Rapid injection agents exploit the biggest design flaws in enterprise AI by targeting RAG pipelines and model routers.



In the last two years, enterprises have been trying to adapt large language models (LLM) to support, analytics, development and internal automation like never before.

Along with the increased acceptance AI technologyanother trend is gaining momentum—cybercriminals are exploiting the disconnect between assumptions about LLMs and their actual characteristics.

In 2025 and 2026, several independent sources highlighted the same trend: Rapid injection remains one of the most effective and widely demonstrated attack vectors against LLM systems. The OWASP LLM Top 10 (2025) list operative injection as LLM01 and identify it as the most critical category of LLM-specific vulnerabilities. second consecutive edition. OWASP’s ranking reflects the fact that LLMs still struggle to reliably separate instructions from data, leaving them vulnerable to manipulation through crafted inputs.

CrowdStrike 2026 Global Threat Report — built on frontline intelligence among more than 280 monitored adversaries — documented that in 2025, threat actors injected malicious instructions into legitimate generative AI tools at more than 90 organizations. They then used those injections to create commands that stole credentials and cryptocurrency. The report made it clear: "Notifications are the new malware." AI adversaries increased their total attack volume by 89% year-over-year with rapid injection acting as both an entry point and a power bed.

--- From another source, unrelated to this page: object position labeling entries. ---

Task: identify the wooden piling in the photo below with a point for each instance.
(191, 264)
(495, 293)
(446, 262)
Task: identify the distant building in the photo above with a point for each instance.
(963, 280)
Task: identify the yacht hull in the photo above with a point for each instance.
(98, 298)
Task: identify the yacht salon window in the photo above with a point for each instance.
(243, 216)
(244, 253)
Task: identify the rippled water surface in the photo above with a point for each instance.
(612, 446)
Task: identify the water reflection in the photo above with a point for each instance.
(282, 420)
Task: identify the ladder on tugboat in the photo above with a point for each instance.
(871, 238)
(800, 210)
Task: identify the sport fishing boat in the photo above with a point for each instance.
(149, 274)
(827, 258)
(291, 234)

Real-world events show operational impact. In August 2024 PromptArmor’s researchers Slack disclosed an emergency injection vulnerability in AI that allows an attacker to exfiltrate data from private Slack channels to which an attacker has no access (including API keys shared in private developer channels) by placing a malicious instruction in a public channel or including it in an uploaded document.

In June 2025 Researchers at Aim Security Microsoft has disclosed EchoLeak (CVE-2025-32711, CVSS 9.3), the first documented zero-click rapid injection exploit against a production AI system, targeting Copilot 365. By sending a single crafted email, with no user interaction required, an attacker could cause Kopilot to access internal files and transmit their contents to a server controlled by the attacker.

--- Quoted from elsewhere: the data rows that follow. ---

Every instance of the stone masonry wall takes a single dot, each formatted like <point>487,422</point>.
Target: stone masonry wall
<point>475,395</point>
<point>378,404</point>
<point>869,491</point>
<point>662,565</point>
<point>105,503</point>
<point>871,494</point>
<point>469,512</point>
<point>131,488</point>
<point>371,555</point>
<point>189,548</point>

Both weaknesses they were patched up. These events quickly highlight that injection is not a theoretical vulnerability, but a practical, recurring threat that organizations must address when deploying AI systems at scale.

Rapid injection techniques have evolved greatly over the past years, now targeting multi-agent architectures, retrieval-augmented generation (RAG) pipelines, model routers, and long-term storage capabilities.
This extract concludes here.